As a reminder:  the Gang of 8 bill provided immediate legalization for all illegal immigrants except for hardened criminals.  The conditions set forth were really very minimal:  “paying taxes” generally meant “begin to collect tax refunds”, for instance.   The statement that there’d be a 10 year delay while enforcement mechanisms were put in place was fundamentally dishonest, given that there was, really, nothing at risk — the newly-legalized immigrants would have their work visas renewed, with no risk of cancellation, up until that point at which they were able to gain permanent residency.  The requirement to learn English was ill-defined, and there were hardship exemptions everywhere you looked.  I don’t remember the particulars about the fines, but it seems to me that they weren’t particularly burdensome, given that we’re talking about low-wage earners here.  (Yeah, I read the bill in detail but I can’t find the blog post in which I walked through these sections.)

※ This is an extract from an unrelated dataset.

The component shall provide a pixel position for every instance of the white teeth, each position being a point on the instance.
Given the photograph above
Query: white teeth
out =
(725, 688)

Rubio’s new proposal — to get to the same endpoint via a series of bills — doesn’t strike me as much of an improvement, if “series” is meant to imply that they are all passed within a relatively short time frame.  If a bill to implement e-verify is passed, but no effort is made to implement it before the legalization bill is passed — and the latter is implemented immediately — we’re not in any different a place than with the Go8 bill.  And Rubio’s repetition of the 10-year delay seems to suggest that it is during this time that the enforcement would be implemented (to the extent that Rubio’s and succeeding administrations choose to do so).

Again:  pass enforcement mechanisms first, punishing employers who use illegal immigrant labor, either with false papers or paid under the table.  Go after creators and users of forged IDs.  Allow employers to question documentation without being hauled up for discrimination.  Simultaneously, provide “true amnesty” (rather than mass legalization) in appropriate cases, such as spouses of US citizens, and allow legalization of limited numbers annually, of the most assimilated individuals/families, with strict caps and selectivity, and with intentional caps on total new arrivals from all categories, as well.  Require, not sign-off from government agencies, but documentation from credible sources that illegal immigration has been de facto eliminated, plus low unemployment and strong wage growth among low earners,  before these small annual caps on legalization are liberalized, but set some basic requirements in any case, rather than allowing even the greenest of new arrivals to stay.

Bottom line:  this is why people support Trump (even though his “open door” doesn’t sound much better).  They’re tired of these games.  And, in the end, of the supposedly-strong GOP bench, who’s left?